A student in Fairfax County Public Schools is calling out administrators for allegedly mishandling her sexual assault claims against another student, saying they manipulated her into silence.
With a single tweet, Lake Braddock Secondary School senior Samar Rafiqzad set off a firestorm at the school. On Monday she wrote, “Long read but Lake Braddock Administration severely mishandles sexual harassment/assault & then manipulates their students into silence which they benefit from … it happened to me and I know I’m not alone so I’m sharing my story.”
“I wanted to bring awareness to it, not only to get like a sense of peace for myself, but just so that other people didn’t feel alone,” she said.
Rafiqzad says administrators at the school failed to investigate complaints of sexual harassment and assault from her and five other female students against the same male classmate last year.
"It wasn’t really handled by the administration," she said. "They never updated us of what was going on and they made it difficult for us to talk to them and see any results. They didn’t make us feel comfortable coming forward."
Instead of pressing charges against the teenage boy, she asked the school's associate principal to look into potential violations of Title IX — the federal civil rights law that prohibits discrimination on the basis of sex, including sexual harassment or sexual violence.
“She told me that there was nothing that she could do,” Rafiqzad said. “She said that they already switched our seats and that I didn’t have evidence and that it was essentially just rumors.”
Rafiqzad says the girls then tried taking their complaints further up the chain of command but were shrugged off or ignored altogether.
"It was hard to keep coming back to these adults who were supposed to be on my side and who I was supposed to trust and just hear them tell me over and over that basically what I was saying wasn’t valid," Rafiqzad said. "It just felt like I didn’t matter, and I had to continually fight and advocate for myself."
“I have gone to every single administrator over and over, and no action was ever taken or proper action wasn’t taken, which is why I felt the need to share it on social media,” she said.
Since Monday current and former students have responded sharing similar experiences.
“I’m glad that more people can come forward, but it’s really sad to see how many people this has happened to and how deeply it has affected them,” Rafiqzad said.

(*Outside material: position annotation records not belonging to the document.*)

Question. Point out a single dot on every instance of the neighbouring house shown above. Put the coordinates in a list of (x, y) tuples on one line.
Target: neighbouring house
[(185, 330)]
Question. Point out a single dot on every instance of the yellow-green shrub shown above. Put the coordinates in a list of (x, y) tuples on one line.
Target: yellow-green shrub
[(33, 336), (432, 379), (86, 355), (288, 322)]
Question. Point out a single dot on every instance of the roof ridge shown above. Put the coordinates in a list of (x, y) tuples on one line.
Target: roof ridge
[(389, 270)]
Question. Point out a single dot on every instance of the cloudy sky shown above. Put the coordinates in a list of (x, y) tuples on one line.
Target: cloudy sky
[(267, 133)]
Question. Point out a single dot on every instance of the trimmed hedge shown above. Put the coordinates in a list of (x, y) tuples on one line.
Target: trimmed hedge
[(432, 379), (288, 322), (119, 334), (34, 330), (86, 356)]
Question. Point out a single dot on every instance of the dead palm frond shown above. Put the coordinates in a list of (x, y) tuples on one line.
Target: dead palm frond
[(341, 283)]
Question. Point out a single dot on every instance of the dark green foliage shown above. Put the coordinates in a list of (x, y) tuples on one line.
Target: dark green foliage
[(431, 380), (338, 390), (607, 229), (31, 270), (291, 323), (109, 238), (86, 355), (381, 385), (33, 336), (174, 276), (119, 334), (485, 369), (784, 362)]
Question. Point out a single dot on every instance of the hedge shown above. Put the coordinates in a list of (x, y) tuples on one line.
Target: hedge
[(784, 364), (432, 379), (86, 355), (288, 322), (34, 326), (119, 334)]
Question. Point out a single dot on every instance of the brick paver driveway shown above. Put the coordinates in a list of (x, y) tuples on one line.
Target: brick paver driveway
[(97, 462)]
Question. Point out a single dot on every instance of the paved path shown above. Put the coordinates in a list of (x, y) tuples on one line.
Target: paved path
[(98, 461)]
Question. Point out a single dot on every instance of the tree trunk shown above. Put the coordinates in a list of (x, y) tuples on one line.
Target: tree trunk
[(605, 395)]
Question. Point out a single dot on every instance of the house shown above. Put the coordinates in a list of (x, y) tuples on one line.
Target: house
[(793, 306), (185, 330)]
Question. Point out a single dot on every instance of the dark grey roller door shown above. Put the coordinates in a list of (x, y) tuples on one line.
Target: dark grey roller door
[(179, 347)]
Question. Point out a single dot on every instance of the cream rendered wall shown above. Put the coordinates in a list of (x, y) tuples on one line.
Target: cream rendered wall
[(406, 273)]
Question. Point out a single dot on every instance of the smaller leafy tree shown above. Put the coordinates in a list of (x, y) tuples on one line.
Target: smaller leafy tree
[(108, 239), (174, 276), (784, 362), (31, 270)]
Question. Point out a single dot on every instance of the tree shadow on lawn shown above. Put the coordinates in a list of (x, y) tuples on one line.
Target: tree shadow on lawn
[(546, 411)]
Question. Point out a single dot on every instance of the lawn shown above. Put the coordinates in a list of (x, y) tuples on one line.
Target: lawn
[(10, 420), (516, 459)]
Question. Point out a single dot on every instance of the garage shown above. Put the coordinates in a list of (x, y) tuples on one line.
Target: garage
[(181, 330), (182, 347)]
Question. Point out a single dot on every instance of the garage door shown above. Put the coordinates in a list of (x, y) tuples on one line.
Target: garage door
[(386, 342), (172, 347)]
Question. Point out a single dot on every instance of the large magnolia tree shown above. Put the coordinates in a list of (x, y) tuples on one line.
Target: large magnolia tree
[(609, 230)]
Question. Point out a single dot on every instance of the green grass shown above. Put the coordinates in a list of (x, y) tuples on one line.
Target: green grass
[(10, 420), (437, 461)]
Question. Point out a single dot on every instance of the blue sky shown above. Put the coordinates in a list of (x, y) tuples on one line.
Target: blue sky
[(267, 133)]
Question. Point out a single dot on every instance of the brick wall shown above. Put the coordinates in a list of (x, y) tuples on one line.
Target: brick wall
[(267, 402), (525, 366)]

"I wasn’t expecting it to blow up as much as it has but I'm grateful to see all the support," she said. "A lot of people are sharing their stories, and I think a lot more people are realizing what happened to them wasn’t handled correctly by the school, either."

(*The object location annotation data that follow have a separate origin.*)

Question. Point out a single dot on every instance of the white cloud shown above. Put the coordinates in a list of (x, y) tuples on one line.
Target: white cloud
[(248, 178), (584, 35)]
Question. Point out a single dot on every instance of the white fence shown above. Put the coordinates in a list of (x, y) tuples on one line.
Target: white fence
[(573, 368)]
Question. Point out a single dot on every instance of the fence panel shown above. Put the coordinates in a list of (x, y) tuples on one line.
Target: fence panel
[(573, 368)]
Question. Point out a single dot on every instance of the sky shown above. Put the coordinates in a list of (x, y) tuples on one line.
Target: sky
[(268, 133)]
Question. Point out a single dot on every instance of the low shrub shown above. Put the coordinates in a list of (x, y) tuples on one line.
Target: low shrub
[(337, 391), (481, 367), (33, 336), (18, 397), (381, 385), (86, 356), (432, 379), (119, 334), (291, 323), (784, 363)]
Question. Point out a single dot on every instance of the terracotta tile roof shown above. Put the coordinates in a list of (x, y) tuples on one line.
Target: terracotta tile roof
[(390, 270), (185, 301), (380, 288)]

In a letter to parents this week, the Lake Braddock principal acknowledged the post, saying the school takes the allegations seriously and students should go to FCPS if they feel their concerns haven’t been addressed.
In a statement to News4, FCPS said, "Any report, or allegation, of such a nature is of deep concern to FCPS. All students deserve to feel welcome and safe in their classrooms and learning spaces. In order to protect the confidentiality of our students, FCPS cannot comment on the specifics of these claims, although FCPS stresses that any allegations of sexual harassment or sexual assault are taken very seriously."
As she heads towards graduation Rafiqzad says it’s been a difficult year.
“I was very anxious,” she said. “I felt unsupported, especially by the administration.”
"It's been really stressful," she said. "It's impacted my grades. It's impacted my mental health. It's taken a lot of energy and time advocating for myself and having to talk to these administrators over and over and make an effort to talk to them and try to get change while they're constantly telling me that they did nothing wrong and nothing can be done."
She says she’ll never get the resolution or outcome she wants, but if she’s raised awareness, it was worth it.
“I don’t think there’s anything that can make up for everything I had to go through and endure during my high school experience, but if this can make a lasting difference and if it can help other people, then I think it’s done some good,” she said.